Выбрать главу

Париж, произносит Райнхарт, вынимает трубку изо рта и кладет руку на раскрытую страницу альбома. Райнхарт тоже бывал в Париже — но опоздал на неделю!

— Здесь, — сказала Ивонна, — мне двадцать четыре. — И она снова принялась придирчиво перебирать прошлое: — Почему вас тогда не было?

Как будто кто-то из них забыл, что это всего только шутка, попытка найти убежище в детских удовольствиях, пока за окном идет дождь, свет уличных фонарей упирается в стены спящих домов, а над крышами плывет звон отбиваемых часов, — и вот шкатулка лежит на ковре, а ее голова падает ему на плечо; всхлипывая, она словно зарывается в него. Голову в этот момент не поднять никакой силой; он держит ее, близкую, так странно маленькую, и теплота ее ощущается сквозь волосы, сквозь их горьковатый запах.

— Милый! — произносит она. — Любимый!

Он держал ее крепко, как окаменелый. Но в тот момент не целовал. И когда он ушел, когда шагал под ночным дождем по бордюру, а Ивонна убирала на кухне, они не знали, говорили ли друг другу «ты» и как оно теперь вообще будет.

Прошли недели.

Вся жизнь висела в неопределенности, в предвосхищении счастья, которое надо было выкупать, ежедневно и ежечасно… Весенние скверы зеленели.

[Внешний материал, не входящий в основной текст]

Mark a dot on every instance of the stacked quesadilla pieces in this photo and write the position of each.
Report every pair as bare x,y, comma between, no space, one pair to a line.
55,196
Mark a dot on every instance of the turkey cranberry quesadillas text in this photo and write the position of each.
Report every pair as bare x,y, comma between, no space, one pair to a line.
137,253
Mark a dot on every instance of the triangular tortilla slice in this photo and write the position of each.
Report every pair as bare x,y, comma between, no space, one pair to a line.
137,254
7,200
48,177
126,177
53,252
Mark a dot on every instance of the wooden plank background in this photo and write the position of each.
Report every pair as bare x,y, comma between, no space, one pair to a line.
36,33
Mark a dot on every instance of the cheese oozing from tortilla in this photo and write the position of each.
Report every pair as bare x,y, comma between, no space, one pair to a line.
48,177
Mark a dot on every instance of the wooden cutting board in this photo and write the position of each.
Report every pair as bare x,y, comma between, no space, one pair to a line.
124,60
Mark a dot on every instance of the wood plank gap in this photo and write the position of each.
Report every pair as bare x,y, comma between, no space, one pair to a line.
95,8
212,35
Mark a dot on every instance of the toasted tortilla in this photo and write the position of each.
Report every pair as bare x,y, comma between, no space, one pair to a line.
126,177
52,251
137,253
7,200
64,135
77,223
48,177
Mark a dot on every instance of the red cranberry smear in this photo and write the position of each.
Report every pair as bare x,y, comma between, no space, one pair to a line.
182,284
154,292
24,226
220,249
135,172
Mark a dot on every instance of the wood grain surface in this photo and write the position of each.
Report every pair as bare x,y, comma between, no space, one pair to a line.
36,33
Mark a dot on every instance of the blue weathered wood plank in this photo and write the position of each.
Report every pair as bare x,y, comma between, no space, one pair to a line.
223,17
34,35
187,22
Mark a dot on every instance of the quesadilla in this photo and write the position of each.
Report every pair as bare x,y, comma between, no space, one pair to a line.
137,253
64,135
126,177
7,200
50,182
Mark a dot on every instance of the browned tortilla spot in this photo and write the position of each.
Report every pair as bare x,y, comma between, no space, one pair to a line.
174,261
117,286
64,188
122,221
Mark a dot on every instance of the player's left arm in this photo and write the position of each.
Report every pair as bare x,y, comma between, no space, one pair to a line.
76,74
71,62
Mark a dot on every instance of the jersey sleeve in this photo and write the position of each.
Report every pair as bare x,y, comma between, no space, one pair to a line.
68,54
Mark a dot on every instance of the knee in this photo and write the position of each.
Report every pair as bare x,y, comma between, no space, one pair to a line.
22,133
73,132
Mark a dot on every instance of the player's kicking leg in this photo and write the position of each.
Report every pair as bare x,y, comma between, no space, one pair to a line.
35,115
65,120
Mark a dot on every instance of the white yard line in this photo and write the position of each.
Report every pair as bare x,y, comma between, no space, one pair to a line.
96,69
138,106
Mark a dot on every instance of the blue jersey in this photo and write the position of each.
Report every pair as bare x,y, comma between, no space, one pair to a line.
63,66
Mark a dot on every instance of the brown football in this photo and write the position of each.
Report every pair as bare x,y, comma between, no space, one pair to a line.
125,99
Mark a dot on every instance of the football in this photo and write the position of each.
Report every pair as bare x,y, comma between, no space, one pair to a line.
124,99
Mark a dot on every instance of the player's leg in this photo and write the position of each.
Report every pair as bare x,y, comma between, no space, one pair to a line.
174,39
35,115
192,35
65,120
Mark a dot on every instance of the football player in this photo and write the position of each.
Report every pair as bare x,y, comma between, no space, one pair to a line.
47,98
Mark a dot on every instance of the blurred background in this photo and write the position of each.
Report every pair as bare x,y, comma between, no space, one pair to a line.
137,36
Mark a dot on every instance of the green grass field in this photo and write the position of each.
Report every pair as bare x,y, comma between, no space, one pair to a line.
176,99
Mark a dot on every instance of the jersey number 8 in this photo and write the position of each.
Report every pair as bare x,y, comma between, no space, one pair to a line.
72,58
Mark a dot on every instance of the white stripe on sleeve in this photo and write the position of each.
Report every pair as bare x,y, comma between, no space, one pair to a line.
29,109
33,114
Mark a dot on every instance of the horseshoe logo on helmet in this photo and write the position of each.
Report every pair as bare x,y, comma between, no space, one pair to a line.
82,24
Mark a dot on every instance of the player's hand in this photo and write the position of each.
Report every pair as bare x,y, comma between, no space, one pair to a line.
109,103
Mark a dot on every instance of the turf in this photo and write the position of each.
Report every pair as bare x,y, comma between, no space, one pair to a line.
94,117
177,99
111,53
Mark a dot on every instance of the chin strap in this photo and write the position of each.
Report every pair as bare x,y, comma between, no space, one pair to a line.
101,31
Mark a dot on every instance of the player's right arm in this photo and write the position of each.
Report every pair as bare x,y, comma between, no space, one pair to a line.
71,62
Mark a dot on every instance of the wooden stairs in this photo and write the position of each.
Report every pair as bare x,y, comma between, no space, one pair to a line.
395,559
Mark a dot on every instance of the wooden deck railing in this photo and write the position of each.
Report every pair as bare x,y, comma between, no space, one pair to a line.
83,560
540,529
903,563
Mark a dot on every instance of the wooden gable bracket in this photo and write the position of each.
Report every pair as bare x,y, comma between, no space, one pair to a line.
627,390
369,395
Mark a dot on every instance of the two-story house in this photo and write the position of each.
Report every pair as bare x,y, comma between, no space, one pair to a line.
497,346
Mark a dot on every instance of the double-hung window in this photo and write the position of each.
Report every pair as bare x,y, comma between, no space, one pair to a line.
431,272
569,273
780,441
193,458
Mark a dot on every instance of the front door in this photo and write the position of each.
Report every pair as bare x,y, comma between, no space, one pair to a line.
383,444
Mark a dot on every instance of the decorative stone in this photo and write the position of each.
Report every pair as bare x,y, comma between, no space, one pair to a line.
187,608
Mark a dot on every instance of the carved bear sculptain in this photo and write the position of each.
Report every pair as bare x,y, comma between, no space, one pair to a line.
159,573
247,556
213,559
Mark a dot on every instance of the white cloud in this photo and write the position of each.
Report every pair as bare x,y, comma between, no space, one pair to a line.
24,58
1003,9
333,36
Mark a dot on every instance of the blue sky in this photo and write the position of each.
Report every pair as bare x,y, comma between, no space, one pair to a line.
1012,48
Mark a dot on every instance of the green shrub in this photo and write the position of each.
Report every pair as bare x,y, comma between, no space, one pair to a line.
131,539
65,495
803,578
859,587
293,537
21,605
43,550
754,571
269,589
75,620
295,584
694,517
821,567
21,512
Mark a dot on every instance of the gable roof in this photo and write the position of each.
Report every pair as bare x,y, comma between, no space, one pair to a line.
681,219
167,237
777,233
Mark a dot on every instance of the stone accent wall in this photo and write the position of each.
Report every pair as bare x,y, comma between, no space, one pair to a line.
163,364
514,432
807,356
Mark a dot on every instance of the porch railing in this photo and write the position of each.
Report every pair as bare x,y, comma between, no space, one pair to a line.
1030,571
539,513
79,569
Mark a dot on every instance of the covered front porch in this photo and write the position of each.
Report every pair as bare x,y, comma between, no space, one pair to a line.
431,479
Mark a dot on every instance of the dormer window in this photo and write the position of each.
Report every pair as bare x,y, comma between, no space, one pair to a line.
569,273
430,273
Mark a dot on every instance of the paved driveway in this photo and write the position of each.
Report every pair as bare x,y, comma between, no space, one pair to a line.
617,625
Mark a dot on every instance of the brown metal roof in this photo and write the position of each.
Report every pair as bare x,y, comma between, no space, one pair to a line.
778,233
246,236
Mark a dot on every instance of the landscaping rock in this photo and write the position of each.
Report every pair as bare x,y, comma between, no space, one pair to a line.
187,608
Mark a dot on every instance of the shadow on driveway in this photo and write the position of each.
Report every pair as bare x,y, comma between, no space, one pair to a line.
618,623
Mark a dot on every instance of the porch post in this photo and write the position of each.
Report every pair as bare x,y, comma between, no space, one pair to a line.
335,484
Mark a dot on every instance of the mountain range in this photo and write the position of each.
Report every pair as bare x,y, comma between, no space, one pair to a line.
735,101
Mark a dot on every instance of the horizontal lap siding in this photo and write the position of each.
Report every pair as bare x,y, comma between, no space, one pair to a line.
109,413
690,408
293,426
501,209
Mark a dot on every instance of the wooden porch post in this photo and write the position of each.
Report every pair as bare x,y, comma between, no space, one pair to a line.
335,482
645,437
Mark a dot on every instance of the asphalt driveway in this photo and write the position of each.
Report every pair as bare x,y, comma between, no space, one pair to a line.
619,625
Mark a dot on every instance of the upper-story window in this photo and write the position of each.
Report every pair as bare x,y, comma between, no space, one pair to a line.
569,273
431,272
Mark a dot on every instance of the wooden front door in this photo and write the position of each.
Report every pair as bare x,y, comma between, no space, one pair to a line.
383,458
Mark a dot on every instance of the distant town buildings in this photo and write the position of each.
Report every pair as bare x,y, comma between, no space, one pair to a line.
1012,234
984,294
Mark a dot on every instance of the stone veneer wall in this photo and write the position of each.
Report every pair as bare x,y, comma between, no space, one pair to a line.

Наступили просторные и светлые, несказанно веселые вечера, когда они встречались после работы; воздух был еще свеж, прохладен после прошедшего дождя, но нежен, наполнен запахом распускающихся листьев, весны, возбуждения — казалось, будто идешь без кожи, так ощущался этот воздух.

Прошло немало времени, прежде чем Райнхарт исполнил ее затаенное желание и показал ей наконец свою мастерскую, не забыв перед этим основательно ее прибрать; Ивонна тут же это заметила и посмеялась над ним. Ясный день клонился к вечеру, было довольно странно в этом тенистом доме, где солнце ощущалось только как разлитое в воздухе, за занавесом переплетенной зелени — там существовало время дня, существовало точное ощущение времени дня, а здесь человек оказывался словно под водой, становился ныряльщиком, ушедшим в тенистую глубину, где переливаются отблески света… Ивонна так и сидела в шляпе.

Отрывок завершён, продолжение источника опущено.